Retail still makes up a small part of the company’s business, but it’s a high-profile cog in the machine and one that did cause a little trouble last year.
Simon acknowledged that, while SPARC was profitable in 2022, it didn’t meet expectations and he offered “a little mea culpa.”
“We made the mistake that … we budgeted basically flat to ‘21 and ‘21 was for a couple of the brands there [was] just extraordinarily profitable,” Simon said. “We made some tactical mistakes at Forever 21. We brought in a new CEO [Winnie Park] to rectify those mistakes. She’s doing a terrific job. So we’re very pleased there. We also are very pleased with J.C. Penney. It’s unbelievably profitable.

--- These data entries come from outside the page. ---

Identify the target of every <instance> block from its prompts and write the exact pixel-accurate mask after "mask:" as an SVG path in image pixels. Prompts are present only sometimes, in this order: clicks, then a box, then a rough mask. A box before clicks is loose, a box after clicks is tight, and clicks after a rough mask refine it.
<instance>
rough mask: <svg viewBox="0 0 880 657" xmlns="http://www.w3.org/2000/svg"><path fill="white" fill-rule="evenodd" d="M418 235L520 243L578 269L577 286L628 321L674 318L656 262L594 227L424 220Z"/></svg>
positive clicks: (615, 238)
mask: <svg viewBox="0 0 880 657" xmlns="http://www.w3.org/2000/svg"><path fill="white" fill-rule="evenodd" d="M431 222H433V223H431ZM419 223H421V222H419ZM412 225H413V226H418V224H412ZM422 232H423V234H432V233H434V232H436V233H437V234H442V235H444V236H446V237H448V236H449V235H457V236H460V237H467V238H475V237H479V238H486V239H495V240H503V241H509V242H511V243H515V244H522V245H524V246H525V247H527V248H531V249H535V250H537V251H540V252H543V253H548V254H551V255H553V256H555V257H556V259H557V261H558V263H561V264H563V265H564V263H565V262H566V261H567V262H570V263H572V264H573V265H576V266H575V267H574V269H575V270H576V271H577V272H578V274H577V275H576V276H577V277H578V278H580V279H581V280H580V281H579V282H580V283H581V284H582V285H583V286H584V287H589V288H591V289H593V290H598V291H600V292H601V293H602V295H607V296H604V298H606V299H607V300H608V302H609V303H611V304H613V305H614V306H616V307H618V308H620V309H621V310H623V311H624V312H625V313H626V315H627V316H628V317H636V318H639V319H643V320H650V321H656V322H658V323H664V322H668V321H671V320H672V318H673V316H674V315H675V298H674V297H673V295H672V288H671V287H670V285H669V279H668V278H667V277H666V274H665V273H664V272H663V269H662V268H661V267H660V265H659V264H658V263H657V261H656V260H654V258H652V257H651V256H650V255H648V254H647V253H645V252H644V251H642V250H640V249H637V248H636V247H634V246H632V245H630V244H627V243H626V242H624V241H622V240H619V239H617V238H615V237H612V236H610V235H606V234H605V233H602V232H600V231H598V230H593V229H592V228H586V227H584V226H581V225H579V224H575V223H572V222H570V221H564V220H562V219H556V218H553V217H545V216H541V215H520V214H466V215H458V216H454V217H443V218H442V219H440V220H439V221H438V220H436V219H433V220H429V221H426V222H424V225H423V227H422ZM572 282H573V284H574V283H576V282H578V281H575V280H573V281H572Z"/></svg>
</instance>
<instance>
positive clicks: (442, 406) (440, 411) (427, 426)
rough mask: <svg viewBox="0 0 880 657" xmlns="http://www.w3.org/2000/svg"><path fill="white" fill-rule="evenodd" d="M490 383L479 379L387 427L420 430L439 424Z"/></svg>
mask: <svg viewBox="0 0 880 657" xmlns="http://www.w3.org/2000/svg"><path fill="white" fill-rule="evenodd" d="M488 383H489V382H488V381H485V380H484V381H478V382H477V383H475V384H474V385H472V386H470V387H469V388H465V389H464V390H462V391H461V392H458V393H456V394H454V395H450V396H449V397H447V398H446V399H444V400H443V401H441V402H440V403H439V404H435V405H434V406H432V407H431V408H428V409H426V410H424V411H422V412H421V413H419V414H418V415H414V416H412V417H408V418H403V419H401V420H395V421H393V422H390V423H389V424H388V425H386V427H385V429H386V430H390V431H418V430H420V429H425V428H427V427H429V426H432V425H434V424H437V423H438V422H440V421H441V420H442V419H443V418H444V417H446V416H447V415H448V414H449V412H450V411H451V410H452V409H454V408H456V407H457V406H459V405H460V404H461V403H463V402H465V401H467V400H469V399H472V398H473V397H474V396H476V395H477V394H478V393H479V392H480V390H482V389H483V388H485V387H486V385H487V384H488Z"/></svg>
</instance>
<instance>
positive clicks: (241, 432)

“But we did make the mistake of thinking ‘21 would repeat and then obviously, you know, we had a lot of volatility from a macro point in ‘22 with huge increases in interest rates, huge increase in price and food and energy cost that the consumer was whipped and we felt the impact of it,” he said. “It stabilized now, we believe.”
It’s a mistake that much of retail seems to have made as well.
But Simon, of course, always has his mall empire to fall back on.
Occupancy at the company’s U.S. malls and premium outlets stood at 94.9 percent at the end of the year, up from 93.4 percent at the close of 2021.
Minimum rent per square foot rose 2.3 percent to $55.13 over the year and retail sales per square foot for the 12 months increased 5.6 percent to $753.
For the full year, Simon’s comparable funds from operations rose 3.5 percent to $4.5 billion, or $11.87 a share — with $2.8 billion of that going to shareholders in the form of dividends and share repurchases.
The mall giant is expecting its comparable funds from operations to come in about the same this year with an outlook of $11.70 to $11.95 a share.